Eine  Autobiografie oder Literatur mit autobiografischen Elementen? Auf jeden Fall ein  eindrücklicher Roman mit einer Sprache voller Wut und Zärtlichkeit, zwischen dem Aufbegehren eines in der Schule auffälligen Mädchens aus der Vorstadt und der schreibenden jungen Frau, die nicht nur ihre Rolle in der Metropole Paris sucht, sondern ihre verschiedenen Leben miteinander versöhnen will.

Geradezu meditativ, wie die Perlen einer Gebetskette, wie die Sätze der Koransuren und Gebetsrufe ist die immer wiederkehrend Wiederholung ihres Namens und seiner Bedeutung: "Ich heiße Fatima", Fatima, wie die jüngste und liebste Tochter des Propheten.
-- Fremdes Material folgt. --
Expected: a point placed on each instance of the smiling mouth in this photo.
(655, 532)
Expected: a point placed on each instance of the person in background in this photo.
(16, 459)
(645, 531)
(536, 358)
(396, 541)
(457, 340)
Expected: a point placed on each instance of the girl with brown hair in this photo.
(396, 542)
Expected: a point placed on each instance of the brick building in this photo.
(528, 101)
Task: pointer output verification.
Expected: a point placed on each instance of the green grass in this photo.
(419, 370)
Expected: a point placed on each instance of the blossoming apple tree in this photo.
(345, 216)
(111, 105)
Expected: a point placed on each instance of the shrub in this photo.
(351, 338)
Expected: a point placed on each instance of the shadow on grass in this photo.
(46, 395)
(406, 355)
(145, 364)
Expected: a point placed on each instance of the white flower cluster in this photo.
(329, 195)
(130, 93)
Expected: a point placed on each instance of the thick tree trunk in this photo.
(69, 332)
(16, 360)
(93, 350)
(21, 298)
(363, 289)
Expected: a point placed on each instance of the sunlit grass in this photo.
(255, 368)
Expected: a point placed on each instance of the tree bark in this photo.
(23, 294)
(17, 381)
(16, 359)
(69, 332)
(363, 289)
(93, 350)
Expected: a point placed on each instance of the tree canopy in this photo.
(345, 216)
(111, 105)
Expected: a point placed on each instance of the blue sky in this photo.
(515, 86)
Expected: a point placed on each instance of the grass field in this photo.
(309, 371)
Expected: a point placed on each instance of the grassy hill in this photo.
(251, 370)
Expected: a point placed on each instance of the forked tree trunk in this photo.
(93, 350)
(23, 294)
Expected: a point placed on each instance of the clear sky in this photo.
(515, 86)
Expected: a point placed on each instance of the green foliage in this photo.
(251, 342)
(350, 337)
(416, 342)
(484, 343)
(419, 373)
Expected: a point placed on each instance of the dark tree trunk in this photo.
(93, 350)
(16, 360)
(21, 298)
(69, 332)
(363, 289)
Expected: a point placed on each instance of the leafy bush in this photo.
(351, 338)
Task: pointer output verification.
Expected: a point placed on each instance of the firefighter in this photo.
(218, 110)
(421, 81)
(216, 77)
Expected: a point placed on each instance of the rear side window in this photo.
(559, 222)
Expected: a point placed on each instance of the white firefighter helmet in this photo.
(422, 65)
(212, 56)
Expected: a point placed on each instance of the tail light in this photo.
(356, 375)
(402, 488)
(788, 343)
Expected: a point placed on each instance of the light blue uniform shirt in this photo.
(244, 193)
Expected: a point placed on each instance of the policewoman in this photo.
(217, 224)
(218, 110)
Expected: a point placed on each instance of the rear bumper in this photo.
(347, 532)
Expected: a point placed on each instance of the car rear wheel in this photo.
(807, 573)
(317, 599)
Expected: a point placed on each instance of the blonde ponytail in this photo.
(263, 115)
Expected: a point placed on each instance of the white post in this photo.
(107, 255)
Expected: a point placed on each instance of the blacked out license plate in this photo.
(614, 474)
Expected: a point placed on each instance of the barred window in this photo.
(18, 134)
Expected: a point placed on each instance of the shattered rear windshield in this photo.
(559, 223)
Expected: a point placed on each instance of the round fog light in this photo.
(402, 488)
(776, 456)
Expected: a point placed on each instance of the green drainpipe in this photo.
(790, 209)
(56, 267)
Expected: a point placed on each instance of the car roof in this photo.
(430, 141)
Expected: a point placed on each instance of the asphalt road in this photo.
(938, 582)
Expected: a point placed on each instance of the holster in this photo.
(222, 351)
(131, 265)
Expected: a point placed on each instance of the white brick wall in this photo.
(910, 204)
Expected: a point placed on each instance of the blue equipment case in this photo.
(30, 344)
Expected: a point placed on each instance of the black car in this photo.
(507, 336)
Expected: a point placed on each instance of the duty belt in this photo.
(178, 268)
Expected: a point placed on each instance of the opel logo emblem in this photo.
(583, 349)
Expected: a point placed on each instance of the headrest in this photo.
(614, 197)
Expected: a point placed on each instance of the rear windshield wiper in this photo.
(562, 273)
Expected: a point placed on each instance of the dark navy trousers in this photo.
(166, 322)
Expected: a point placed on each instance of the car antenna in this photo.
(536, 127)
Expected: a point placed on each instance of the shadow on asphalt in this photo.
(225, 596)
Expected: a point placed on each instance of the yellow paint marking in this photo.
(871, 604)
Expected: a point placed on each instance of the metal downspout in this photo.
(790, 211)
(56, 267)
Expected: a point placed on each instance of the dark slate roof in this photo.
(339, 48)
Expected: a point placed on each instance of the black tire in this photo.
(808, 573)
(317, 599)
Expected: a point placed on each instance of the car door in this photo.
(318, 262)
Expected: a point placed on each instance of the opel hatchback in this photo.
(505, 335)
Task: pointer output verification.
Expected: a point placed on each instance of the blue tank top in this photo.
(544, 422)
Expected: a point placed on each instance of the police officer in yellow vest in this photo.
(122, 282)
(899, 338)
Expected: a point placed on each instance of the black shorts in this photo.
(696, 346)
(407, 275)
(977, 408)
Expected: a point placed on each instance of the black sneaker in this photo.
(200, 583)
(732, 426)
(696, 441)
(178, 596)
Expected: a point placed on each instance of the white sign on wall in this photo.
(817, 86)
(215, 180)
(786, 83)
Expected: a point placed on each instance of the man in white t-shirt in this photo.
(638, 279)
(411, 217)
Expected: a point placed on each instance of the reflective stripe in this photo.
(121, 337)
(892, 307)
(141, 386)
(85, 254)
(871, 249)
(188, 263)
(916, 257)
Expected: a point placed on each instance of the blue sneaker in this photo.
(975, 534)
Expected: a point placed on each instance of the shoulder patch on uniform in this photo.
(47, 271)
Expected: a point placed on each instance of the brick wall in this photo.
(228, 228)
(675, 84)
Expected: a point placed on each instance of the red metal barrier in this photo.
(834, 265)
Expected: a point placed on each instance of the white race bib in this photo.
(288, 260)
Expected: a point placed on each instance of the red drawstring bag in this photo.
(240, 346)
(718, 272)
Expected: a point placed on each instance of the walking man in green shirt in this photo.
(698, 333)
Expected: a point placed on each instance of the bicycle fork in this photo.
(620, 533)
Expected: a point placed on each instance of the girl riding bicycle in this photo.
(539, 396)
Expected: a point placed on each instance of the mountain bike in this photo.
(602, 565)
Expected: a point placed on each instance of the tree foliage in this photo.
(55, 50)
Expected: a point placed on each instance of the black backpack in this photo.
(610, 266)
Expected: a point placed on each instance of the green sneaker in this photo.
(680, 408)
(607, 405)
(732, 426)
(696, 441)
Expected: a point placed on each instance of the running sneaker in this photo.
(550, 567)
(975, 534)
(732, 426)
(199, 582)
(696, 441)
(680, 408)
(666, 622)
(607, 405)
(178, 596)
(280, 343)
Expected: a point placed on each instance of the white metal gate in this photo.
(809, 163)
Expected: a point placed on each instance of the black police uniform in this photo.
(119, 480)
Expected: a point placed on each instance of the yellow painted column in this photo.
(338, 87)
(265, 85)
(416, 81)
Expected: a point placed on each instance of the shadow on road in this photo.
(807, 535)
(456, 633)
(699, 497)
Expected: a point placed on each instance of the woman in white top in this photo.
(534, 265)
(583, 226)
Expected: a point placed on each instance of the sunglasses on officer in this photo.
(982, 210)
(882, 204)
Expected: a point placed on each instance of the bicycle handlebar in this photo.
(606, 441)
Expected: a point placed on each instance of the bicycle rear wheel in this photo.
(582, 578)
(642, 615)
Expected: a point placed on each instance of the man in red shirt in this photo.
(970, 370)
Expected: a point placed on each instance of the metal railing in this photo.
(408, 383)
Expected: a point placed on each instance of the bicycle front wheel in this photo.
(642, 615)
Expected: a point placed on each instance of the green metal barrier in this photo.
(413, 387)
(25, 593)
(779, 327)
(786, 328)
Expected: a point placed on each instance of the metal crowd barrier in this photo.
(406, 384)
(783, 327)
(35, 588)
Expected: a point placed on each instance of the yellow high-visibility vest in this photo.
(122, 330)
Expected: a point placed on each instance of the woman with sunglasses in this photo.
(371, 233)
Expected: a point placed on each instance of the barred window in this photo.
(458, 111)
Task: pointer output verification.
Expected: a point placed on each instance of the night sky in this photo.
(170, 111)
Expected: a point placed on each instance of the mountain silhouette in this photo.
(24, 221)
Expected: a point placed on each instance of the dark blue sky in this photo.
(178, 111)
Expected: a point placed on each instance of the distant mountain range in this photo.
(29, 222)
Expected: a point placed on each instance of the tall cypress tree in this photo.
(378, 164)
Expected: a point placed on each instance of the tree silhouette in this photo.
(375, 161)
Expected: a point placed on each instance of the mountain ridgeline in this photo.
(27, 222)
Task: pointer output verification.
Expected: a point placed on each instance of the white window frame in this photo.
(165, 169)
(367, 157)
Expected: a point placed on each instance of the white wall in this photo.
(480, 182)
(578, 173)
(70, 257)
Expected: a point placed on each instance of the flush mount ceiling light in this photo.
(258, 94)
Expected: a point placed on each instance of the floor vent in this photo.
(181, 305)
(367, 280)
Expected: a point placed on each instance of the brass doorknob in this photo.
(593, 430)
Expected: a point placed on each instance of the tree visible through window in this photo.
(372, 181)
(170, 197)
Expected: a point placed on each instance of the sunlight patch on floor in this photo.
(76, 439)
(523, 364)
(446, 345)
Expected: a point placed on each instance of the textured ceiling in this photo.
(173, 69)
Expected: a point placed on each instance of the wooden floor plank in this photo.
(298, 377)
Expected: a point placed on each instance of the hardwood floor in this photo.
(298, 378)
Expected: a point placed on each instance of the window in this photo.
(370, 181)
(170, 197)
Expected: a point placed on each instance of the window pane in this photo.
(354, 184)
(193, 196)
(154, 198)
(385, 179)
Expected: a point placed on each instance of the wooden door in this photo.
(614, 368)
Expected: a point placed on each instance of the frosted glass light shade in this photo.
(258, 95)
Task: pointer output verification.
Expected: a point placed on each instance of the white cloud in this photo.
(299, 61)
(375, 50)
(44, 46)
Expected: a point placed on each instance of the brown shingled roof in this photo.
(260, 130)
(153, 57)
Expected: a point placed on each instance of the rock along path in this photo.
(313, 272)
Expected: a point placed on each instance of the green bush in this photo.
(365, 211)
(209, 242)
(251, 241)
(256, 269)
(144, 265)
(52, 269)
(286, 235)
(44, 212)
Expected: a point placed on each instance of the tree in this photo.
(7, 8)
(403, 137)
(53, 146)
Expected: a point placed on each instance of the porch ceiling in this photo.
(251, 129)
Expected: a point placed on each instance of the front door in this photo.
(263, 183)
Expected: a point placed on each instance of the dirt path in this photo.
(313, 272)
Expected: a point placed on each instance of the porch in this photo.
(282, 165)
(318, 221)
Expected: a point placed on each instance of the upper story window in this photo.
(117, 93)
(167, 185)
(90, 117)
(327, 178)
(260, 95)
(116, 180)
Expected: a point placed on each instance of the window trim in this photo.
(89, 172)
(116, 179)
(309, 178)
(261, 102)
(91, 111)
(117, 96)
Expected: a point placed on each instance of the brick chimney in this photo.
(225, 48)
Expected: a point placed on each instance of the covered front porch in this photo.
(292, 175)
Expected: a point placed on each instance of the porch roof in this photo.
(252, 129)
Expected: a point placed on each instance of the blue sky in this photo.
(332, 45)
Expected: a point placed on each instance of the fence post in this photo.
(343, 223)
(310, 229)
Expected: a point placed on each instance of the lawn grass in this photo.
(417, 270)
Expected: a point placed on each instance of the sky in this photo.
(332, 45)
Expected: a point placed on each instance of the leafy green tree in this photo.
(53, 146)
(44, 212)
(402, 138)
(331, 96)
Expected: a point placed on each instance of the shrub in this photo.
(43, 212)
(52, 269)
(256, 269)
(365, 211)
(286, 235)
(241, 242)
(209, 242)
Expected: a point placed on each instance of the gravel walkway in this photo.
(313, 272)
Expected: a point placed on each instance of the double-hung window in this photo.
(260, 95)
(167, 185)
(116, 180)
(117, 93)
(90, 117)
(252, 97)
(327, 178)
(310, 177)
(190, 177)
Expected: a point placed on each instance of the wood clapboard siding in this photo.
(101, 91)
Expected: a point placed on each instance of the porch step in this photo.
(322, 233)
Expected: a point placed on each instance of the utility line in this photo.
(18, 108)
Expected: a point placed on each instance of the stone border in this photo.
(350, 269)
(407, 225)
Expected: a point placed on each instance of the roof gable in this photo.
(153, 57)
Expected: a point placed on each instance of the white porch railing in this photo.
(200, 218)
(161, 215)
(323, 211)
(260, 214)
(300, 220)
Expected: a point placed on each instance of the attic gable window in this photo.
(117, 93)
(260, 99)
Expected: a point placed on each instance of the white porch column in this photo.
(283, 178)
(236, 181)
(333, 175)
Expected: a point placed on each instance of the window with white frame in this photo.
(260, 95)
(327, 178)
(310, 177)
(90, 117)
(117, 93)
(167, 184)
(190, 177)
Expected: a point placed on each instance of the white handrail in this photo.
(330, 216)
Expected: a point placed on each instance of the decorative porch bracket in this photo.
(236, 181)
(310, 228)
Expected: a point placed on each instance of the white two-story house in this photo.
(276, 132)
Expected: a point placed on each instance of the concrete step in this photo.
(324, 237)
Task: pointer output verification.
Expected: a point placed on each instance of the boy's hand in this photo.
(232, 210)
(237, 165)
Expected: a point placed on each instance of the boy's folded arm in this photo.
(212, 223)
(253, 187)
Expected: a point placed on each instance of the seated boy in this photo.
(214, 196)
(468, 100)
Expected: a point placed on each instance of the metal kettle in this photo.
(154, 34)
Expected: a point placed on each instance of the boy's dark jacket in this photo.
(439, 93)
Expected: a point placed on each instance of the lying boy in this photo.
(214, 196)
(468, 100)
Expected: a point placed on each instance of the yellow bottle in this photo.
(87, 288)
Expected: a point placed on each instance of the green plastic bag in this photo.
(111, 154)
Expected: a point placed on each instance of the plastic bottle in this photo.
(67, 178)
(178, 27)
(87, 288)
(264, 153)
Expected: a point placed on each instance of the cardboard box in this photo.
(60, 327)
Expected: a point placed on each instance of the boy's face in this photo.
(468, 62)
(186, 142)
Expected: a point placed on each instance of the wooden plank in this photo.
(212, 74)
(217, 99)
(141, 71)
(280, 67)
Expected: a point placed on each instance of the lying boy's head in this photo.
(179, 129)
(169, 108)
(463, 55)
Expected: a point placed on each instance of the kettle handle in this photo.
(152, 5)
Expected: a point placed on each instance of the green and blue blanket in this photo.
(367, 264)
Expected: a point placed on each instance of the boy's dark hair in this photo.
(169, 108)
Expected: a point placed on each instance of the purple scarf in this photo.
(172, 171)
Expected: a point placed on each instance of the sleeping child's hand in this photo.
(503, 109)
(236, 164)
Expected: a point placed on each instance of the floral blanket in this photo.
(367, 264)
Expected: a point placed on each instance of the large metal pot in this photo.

Die jüngste der Familie ist auch sie, die erste, die in Frankreich geboren wurde, diejenige, die dort schon mehr heimisch ist als im Geburtsland der Eltern, wo die Großmutter bereits Schwierigkeiten hat, sie zu verstehen, weil sie den algerischen Dialekt nur fehlerhaft beherrscht. Ihr Arabisch ist das der Ban-lieus.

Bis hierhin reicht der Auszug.